By examining the line charts over time, you can identify seasonal patterns or long-term trends in each water quality measure. 

For example, you might notice that Water Temperature rises in summer months or that Ammonium concentrations spike after rainfall, indicating runoff from agricultural fields.

The side-by-side layout makes it easy to compare trends across locations. You might notice that certain locations, such as Achara, show relatively stable conditions across all measures, while others like Decha or Kohsoom exhibit more dramatic fluctuations, possibly indicating environmental challenges specific to those locations.



In [None]:
# Ensure year_month column is in datetime format
df['year_month'] = pd.to_datetime(df['year_month'])

# Time-series plot for each measure
visual_17 = alt.Chart(df).mark_line().encode(
    x=alt.X('year_month:T', title='Year-Month'),  # Time type for proper time scaling
    y=alt.Y('count(value):Q', title='Count of Value'),
    color=alt.Color('measure:N', title='Measure'),  # Color for differentiation
    tooltip=[
        alt.Tooltip('measure:N', title='Measure'),
        alt.Tooltip('count(value):Q', title='Count of Value'),
        alt.Tooltip('year_month:T', title='Year-Month')
    ]
).properties(
    title='Time-Series of Measures',
    width=250,  # Adjusted for facets
    height=200
).facet(
    column=alt.Column('measure:N', title='Measure')  # Facet by measure
).resolve_scale(
    y='independent'  # Allow independent y-scales for each measure
)

# Display the chart
visual_17


The plot is faceted by measure, meaning that each environmental measure (e.g., Nitrates, Ammonium, Dissolved Oxygen) has its own individual time-series plot.

This allows easy comparison of trends across measures, as each plot focuses on a specific measure’s data, making it easier to track how each parameter changes over time.

The time-series plots show the temporal trends of each environmental measure. 

For example, we see seasonal variations in Water Temperature, with higher values in the warmer months, or fluctuations in Nitrates tied to agricultural runoff during certain periods.

Spikes or Drops in data for certain months or years could indicate environmental events (e.g., industrial discharge, heavy rainfall, or regulatory changes) that triggered more intensive monitoring or resulted in unusual levels of certain chemicals.

The faceted layout allows us to compare trends for each measure side by side.
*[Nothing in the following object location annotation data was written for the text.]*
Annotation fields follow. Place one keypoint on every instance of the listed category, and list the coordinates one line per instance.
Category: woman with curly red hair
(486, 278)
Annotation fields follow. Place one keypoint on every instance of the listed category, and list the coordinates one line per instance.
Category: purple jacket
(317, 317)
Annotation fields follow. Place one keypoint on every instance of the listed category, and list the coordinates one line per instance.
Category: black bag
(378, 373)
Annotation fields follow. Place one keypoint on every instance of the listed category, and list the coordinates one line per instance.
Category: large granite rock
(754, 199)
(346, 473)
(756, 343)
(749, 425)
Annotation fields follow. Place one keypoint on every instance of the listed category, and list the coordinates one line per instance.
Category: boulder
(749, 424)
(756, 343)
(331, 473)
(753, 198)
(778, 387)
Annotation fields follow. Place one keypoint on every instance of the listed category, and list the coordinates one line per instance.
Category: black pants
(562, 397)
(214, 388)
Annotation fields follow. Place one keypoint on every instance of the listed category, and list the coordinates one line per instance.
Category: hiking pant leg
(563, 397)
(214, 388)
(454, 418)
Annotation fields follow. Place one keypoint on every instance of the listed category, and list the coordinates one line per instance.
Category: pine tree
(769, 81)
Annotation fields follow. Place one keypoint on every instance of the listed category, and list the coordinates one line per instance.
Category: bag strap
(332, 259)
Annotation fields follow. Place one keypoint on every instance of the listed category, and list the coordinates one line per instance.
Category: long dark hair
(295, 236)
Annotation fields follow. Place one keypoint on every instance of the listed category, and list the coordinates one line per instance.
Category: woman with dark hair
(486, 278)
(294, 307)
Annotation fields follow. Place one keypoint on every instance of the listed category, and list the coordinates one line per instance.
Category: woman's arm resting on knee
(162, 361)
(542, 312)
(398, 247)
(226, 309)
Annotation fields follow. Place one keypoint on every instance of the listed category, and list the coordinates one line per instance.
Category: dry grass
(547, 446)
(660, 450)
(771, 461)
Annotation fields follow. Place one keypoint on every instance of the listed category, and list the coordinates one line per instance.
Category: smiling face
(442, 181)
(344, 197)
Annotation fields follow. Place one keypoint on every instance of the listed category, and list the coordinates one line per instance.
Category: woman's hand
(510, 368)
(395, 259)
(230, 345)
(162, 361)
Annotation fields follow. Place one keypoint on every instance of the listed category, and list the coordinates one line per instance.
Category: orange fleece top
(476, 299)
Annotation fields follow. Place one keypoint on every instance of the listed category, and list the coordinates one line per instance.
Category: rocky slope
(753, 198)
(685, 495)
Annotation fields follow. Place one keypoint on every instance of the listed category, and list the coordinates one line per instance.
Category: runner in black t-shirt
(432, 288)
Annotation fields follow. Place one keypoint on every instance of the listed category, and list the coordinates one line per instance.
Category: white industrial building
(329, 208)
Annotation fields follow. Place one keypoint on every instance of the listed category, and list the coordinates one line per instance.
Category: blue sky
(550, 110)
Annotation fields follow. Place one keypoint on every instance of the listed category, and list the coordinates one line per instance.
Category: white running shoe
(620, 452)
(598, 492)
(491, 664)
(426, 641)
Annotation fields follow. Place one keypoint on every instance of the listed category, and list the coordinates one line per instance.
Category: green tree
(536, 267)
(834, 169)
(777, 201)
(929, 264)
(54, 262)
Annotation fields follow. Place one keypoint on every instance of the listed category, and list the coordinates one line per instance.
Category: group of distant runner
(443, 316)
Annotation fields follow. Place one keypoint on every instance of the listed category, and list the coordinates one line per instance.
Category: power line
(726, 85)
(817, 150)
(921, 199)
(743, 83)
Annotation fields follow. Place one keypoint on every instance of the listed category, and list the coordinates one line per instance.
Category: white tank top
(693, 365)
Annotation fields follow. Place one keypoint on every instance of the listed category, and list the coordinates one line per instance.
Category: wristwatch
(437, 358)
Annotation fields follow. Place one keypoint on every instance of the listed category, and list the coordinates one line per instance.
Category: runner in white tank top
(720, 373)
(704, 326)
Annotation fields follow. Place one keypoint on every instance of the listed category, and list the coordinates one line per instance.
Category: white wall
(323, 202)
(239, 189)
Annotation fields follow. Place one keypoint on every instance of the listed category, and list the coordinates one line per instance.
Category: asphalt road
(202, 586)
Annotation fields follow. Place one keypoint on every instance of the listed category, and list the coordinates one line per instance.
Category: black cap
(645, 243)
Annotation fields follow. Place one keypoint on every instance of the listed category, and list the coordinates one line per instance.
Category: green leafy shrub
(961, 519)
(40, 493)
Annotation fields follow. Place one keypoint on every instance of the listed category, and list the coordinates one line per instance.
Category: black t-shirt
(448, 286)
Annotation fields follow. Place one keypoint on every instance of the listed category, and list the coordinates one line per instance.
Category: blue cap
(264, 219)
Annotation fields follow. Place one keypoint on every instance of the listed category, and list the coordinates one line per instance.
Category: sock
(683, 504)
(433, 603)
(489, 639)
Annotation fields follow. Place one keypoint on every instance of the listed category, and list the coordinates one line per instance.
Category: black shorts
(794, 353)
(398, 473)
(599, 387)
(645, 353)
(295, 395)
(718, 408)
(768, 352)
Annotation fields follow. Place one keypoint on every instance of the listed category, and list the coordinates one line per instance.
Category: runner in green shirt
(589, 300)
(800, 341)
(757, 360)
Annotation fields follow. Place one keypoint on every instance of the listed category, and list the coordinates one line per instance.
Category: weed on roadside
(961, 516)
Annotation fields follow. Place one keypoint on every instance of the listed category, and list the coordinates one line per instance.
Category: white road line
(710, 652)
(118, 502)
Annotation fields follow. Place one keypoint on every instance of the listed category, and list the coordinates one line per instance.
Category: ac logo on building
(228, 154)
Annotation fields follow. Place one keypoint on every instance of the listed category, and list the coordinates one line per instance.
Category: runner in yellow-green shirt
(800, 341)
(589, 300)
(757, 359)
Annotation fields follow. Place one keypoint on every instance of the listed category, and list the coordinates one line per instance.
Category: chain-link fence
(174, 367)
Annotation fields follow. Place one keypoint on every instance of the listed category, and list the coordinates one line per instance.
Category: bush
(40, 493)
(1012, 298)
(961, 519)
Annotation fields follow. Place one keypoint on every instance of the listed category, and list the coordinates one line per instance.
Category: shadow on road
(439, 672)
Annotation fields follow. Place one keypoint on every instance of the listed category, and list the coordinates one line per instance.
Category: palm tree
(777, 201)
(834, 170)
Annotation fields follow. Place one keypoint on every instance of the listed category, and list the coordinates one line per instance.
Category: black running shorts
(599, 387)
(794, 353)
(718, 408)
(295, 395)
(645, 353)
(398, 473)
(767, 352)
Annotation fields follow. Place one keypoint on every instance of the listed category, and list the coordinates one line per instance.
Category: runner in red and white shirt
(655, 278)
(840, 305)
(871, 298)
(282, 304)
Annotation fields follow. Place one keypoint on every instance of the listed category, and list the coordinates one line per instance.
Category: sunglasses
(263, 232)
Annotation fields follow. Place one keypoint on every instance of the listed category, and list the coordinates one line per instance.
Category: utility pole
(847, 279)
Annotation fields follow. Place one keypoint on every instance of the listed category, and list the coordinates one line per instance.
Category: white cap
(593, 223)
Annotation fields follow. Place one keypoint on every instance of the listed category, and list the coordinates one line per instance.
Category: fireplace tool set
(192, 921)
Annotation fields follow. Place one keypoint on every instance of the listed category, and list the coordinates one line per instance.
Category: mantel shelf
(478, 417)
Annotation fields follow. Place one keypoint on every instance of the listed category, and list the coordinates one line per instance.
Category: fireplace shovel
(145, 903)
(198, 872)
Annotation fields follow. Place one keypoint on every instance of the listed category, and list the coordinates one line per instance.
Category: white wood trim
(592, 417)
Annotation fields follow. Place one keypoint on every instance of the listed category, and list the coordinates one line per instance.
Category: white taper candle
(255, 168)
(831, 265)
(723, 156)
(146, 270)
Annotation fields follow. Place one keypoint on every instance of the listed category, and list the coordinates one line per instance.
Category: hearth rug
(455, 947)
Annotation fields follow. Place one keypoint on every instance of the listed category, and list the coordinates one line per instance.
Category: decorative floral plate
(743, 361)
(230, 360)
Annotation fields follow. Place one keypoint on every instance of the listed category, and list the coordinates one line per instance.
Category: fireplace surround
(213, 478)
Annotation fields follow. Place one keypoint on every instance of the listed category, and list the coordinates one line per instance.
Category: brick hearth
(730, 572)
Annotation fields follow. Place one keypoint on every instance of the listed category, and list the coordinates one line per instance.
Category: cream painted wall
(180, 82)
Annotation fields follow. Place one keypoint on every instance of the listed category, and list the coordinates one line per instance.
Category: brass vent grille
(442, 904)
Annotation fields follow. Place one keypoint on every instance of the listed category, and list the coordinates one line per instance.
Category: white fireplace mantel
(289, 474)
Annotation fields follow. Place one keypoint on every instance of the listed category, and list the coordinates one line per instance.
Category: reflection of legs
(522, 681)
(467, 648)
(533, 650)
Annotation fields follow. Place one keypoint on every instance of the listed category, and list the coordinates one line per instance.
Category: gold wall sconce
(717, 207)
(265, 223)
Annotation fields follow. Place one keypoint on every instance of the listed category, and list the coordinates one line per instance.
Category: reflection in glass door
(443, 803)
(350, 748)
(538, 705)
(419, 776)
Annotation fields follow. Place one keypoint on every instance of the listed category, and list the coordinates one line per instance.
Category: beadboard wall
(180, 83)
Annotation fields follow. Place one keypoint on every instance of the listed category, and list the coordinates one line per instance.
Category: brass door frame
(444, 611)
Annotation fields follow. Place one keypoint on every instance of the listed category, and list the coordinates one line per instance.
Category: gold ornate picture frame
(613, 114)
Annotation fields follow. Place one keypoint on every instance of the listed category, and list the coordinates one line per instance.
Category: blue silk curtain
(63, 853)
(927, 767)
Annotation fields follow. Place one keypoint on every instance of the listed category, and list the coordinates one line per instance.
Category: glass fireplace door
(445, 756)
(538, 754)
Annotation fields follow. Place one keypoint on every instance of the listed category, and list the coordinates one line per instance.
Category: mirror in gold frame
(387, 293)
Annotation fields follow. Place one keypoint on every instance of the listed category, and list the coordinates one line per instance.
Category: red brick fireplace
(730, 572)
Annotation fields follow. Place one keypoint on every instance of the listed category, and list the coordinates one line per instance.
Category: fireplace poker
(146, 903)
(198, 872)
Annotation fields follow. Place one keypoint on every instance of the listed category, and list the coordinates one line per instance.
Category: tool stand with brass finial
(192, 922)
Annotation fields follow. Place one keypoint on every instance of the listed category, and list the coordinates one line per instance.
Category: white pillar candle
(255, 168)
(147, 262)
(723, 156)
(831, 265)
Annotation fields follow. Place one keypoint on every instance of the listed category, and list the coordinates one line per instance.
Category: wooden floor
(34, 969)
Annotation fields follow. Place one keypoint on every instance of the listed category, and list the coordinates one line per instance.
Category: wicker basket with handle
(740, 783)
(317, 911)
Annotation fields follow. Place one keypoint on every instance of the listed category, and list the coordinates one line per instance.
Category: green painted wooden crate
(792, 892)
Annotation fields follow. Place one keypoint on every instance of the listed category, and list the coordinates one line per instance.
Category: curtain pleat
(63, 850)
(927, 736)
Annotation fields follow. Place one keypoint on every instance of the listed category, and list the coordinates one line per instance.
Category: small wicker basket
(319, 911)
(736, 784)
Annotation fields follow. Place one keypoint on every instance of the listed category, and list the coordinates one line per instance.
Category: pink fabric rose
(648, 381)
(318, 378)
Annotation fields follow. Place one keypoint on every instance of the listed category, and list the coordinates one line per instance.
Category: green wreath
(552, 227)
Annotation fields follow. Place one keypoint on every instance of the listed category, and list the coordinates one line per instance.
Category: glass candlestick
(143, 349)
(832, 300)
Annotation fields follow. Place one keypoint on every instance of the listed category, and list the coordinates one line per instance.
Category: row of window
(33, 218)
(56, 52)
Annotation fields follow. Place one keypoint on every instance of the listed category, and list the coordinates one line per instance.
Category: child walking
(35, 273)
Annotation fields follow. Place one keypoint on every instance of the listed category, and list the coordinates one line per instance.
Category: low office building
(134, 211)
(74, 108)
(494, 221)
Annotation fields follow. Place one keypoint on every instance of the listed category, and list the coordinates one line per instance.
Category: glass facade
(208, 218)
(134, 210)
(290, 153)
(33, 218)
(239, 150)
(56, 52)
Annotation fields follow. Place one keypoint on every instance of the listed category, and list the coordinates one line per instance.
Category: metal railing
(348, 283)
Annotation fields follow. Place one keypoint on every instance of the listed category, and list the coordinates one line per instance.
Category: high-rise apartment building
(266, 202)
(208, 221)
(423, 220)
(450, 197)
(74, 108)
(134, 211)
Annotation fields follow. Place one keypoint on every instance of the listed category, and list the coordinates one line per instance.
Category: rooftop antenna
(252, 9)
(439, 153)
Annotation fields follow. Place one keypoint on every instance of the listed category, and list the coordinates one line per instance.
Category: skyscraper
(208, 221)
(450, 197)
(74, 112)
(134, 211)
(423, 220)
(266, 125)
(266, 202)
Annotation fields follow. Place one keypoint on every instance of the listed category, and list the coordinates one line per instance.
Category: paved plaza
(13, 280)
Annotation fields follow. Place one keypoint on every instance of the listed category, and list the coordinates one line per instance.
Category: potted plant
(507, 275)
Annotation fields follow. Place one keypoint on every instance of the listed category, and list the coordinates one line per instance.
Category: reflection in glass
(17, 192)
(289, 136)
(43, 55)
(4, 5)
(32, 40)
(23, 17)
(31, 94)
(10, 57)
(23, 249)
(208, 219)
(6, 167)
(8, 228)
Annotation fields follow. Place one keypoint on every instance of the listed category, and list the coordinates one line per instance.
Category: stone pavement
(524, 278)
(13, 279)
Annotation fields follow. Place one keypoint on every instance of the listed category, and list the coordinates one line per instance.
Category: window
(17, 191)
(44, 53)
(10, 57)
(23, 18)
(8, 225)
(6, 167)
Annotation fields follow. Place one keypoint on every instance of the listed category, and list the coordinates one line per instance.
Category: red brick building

For example, you may observe that Dissolved Oxygen and Biochemical Oxygen Demand might show complementary trends (e.g., a decrease in oxygen levels correlating with a rise in BOD).

Measures like Nitrates and Ammonium might show spikes at the same times, potentially linked to nutrient pollution events. Conversely, Water Temperature might follow seasonal patterns with higher values in the summer months and lower values in the winter months.

The count of values for each measure can give insights into the frequency of data collection for each parameter. If a measure shows low counts for certain months, it could indicate gaps in monitoring or data collection irregularities.

Measures with higher counts might be more consistently monitored, while those with fewer data points could reflect less frequent measurements or possibly limited environmental concerns for that measure during specific periods.

Outliers or sudden spikes in the data can highlight significant environmental events. For example, an unusual spike in Nitrates in a specific year could be tied to increased agricultural runoff, while a spike in Ammonium could indicate an industrial discharge event.

These anomalies can prompt further investigation into potential causes, such as pollution sources or specific ecological changes, and inform policy and management decisions.